A story at the Wall Street Journal over the long holiday weekend caught my eye, A Solitary Jailhouse Lawyer Argues His Way Out of Prison:

For most of those 15 years, Mr. Collins, who maintained his innocence, knew the only way his wardrobe would change was if he did something that’s indescribably rare. He’d have to lawyer himself out of jail.

There was no crusading journalist, no nonprofit group taking up his cause, just Inmate 95A2646, a high-school dropout from Brooklyn, alone in a computerless prison law library.

On returning to Rikers Island, the city jail complex, Mr. Collins headed to the law library. There and later at Green Haven prison north of the city, he spent most of his free time in law libraries, pouring himself into legal books: "Federal Rules of Criminal Procedure," "McKinney’s Consolidated Laws of New York," "The Legal Research Manual."

A thick text for paralegals called "Case Analysis and Fundamentals of Legal Writing" became his bible. He devoted two months to mastering the intricacies of federal and state law on access to public records.

Four days before a scheduled hearing in Judge Irizarry’s federal court, the D.A.’s office offered to reduce the charge against Mr. Collins to manslaughter, allowing his immediate release.

Mr. Collins rejected the offer.

Rather than face accusations of prosecutorial misconduct in the course of Collins’ habeas proceeding, the D.A.’s office threw in the towel and let Collins go. He’s studying for the bar and working for the civil rights lawyer who later joined his cause.

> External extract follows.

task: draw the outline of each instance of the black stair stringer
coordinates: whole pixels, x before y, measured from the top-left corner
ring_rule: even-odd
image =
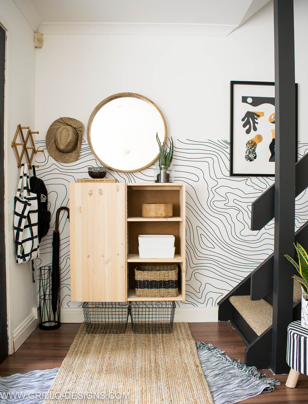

The story has a Cinderella quality to it. There’s an old canard, mystifying to lawyers and non-lawyers alike, that "possession is nine-tenths of the law" (apparently a reference to the fact that, in general, the possessor of a property is presumed to be its rightful owner), but I think it’s more fair to say that "common sense is nine-tenths of the law."

No matter what the subject, from requests for public records to habeas petitions to the CAN-SPAM Act, in general the law makes sense. You might not agree with the law in question — there are plenty of statutes, regulations, and cases I find to be absurd, dishonest, or downright wrong — but figuring out what most laws mean is easy with a little basic legal knowledge and a lot of research on the particular law in question. Law is more an art than a science but, unlike most arts, it requires minimal technical knowledge. You can teach it to yourself.

But there’s a difference between Collins and your typical layman googling legal terms for a few hours. It’s the same difference between Dennis Gingold and your typical lawyer relying on their "experience," often a euphemism for "their gut" and unwillingness to hit the books. It’s Collins’ dedication, diligence, perseverance, and exhaustive approach to his own case. It has nothing to due with having a lot of time in prison; Leo Tolstoy, among the more industrious of modern writers, found no value in it at all, more than a few prisoners have learned helplessness in prison and devoted themselves to continual drug use or to settling scores with other inmates.

Collins’ story is one of losing, and losing, and losing again, and still fighting back, through every means available until, finally, his opponent, the government itself, cowered in fear.

It’s a lesson for all lawyers, even — especially? — those outside the jailhouse.